Prenatal intervention key to cavity-free future

PHOTO: Prenatal intervention key to cavity-free future

Wednesday's article ("One in two S'pore kids has rotten teeth: Report") shows that traditional cavity prevention methods are falling behind.

Dental decay is one of the most prevalent but preventable infectious diseases in the world. There is no cure, and treatment may be painful and expensive.

Unfortunately, many Singaporeans still accept tooth decay as part of life. Many patients I see in general dental practice do not ask why they develop cavities. They are overly concerned with treatment and not prevention, and there is little understanding of the biology of tooth decay among the public and even doctors.

A child's caries risk is decided before birth. There is plenty of evidence proving that a child born to a woman with a high decay rate will almost certainly develop caries in the primary teeth. This is due to transmission of the cavity-causing bacterium, S. mutans, from the mother's saliva to the child's mouth.

The "infective window" is from the ages of 19 months to 31 months, when these bacteria can colonise the child's mouth. We need to delay or prevent this process to reduce the child's lifetime risk of decay.
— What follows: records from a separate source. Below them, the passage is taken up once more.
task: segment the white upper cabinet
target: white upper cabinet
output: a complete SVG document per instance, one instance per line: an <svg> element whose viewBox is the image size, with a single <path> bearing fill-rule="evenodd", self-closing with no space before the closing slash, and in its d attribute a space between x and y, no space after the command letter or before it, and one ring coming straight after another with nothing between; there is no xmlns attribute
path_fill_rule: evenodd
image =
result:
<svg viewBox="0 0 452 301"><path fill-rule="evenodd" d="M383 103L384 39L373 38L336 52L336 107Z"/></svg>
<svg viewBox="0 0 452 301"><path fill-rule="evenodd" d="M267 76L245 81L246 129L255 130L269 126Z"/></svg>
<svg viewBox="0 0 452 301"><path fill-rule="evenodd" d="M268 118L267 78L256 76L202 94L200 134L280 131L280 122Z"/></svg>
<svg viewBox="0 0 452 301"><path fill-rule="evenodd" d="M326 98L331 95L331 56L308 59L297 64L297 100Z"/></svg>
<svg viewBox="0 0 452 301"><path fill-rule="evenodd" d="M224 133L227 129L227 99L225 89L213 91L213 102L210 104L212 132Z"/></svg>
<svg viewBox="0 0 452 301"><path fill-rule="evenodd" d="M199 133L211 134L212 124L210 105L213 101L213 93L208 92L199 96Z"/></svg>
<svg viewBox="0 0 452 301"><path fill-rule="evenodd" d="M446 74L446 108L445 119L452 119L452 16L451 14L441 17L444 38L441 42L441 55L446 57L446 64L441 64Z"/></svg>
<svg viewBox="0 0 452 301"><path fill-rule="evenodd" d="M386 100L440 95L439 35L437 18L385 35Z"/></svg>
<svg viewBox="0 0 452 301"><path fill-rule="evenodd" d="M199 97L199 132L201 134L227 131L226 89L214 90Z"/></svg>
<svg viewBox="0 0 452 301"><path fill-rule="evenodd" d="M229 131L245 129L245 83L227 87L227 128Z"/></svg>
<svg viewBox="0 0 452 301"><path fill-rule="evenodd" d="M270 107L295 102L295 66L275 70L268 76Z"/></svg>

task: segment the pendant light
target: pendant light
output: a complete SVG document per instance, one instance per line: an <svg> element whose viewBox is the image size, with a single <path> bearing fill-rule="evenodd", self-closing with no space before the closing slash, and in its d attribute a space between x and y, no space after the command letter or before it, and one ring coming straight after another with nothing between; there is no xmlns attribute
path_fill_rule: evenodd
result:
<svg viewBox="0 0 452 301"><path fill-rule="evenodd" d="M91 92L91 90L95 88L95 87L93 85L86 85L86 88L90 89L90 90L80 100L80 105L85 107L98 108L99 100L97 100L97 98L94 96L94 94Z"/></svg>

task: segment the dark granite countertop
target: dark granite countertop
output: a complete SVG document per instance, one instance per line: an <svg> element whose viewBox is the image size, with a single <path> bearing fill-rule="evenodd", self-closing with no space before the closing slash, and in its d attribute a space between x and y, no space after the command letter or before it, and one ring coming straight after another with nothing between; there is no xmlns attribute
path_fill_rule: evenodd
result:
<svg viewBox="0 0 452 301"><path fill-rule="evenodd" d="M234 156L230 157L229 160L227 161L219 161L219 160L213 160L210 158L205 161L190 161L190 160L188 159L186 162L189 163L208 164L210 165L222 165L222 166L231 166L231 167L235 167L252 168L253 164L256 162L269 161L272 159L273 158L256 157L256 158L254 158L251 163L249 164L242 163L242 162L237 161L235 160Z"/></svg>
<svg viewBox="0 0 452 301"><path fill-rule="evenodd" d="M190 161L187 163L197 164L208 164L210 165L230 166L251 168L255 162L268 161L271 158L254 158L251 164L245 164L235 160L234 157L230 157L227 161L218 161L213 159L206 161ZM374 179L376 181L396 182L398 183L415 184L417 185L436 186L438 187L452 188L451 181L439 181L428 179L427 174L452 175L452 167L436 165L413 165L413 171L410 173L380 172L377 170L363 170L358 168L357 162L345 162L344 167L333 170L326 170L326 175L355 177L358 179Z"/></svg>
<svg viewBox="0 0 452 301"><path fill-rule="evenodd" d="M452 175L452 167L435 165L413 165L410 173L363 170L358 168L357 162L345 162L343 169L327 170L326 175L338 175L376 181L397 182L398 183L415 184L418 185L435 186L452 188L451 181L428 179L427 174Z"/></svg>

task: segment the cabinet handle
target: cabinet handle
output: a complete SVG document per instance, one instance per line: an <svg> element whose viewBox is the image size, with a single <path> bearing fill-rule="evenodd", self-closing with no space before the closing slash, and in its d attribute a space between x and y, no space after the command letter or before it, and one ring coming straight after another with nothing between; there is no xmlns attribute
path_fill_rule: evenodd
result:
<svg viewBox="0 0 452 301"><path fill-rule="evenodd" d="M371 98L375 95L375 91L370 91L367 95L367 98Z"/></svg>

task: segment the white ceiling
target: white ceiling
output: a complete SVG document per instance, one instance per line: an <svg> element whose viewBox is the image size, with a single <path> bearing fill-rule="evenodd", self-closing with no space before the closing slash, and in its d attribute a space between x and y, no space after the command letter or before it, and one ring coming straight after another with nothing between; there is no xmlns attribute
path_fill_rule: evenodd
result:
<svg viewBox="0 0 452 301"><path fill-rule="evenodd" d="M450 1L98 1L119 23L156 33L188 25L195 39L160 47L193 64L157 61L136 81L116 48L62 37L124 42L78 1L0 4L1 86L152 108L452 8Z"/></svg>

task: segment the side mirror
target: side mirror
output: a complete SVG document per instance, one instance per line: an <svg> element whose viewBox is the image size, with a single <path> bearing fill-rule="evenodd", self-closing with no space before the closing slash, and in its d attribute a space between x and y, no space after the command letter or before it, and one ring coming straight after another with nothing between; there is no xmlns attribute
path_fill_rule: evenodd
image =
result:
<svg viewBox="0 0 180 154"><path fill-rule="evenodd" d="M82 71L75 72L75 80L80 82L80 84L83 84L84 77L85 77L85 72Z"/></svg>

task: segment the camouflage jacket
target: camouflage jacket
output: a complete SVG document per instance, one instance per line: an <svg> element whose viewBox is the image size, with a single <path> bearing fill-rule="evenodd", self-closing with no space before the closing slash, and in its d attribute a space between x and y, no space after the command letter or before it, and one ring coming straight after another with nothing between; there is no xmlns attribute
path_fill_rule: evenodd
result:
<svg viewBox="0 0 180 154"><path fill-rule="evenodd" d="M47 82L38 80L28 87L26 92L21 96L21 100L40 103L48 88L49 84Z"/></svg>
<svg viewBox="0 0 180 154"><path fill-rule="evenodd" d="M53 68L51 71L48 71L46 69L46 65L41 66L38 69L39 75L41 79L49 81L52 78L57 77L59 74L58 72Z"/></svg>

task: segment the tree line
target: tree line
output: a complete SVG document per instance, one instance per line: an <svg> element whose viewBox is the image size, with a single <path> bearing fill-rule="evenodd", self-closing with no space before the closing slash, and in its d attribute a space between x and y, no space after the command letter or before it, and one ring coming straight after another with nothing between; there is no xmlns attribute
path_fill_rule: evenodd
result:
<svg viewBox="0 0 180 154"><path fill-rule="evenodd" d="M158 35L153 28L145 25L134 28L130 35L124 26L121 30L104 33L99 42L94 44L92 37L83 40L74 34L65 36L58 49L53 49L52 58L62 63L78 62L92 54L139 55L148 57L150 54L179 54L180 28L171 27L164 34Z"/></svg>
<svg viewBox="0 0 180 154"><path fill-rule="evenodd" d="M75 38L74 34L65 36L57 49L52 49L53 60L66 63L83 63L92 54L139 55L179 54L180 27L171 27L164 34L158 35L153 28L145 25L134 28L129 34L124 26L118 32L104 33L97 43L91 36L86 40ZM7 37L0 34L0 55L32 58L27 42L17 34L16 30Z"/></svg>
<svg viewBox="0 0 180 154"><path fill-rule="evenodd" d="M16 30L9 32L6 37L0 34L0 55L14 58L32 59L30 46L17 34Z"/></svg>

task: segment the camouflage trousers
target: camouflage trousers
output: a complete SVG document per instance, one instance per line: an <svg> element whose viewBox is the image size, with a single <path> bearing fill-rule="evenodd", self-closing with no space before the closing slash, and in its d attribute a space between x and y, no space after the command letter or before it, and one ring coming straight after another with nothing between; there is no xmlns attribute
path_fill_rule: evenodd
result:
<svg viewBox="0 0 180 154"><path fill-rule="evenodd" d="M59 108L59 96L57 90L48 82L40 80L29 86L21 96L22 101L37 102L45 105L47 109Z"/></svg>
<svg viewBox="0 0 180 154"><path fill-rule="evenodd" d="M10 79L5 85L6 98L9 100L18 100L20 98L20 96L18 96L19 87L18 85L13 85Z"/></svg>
Traditional cavity prevention focuses on modifying risk factors - mainly diet and fluoride exposure - in S. mutans-positive patients. Preventive efforts should really include women planning to conceive and expecting mothers.

Cavities should be filled, infected teeth should be removed or root-treated, and oral hygiene and diet counselling should ideally be done even before conception.

Maintenance with anti-bacterial agents like fluoride, chlorhexidine and xylitol should be continued into the postnatal period. This will reduce salivary bacterial concentration and, hence, the chances of transmission to the newborn baby and the mother's other children.

Regular dental check-ups should become part of routine prenatal care or pre-conception medical screening. A potential mother's dental treatment should be started early, as conditions like gum disease may also have a negative impact on her pregnancy.

Medical general practitioners, obstetricians, gynaecologists and nurses who have regular contact with mothers before and during their pregnancy should reassure them that dental treatment during pregnancy is safe. This approach is compatible with diet management and fluoride use, which remain the fundamentals of cavity prevention.

I urge my medical colleagues to work with the dental profession towards a cavity-free future for Singapore.

Letter by Jaclyn Toh Ai Lin (Dr)

This article was published on May 16 in The Straits Times.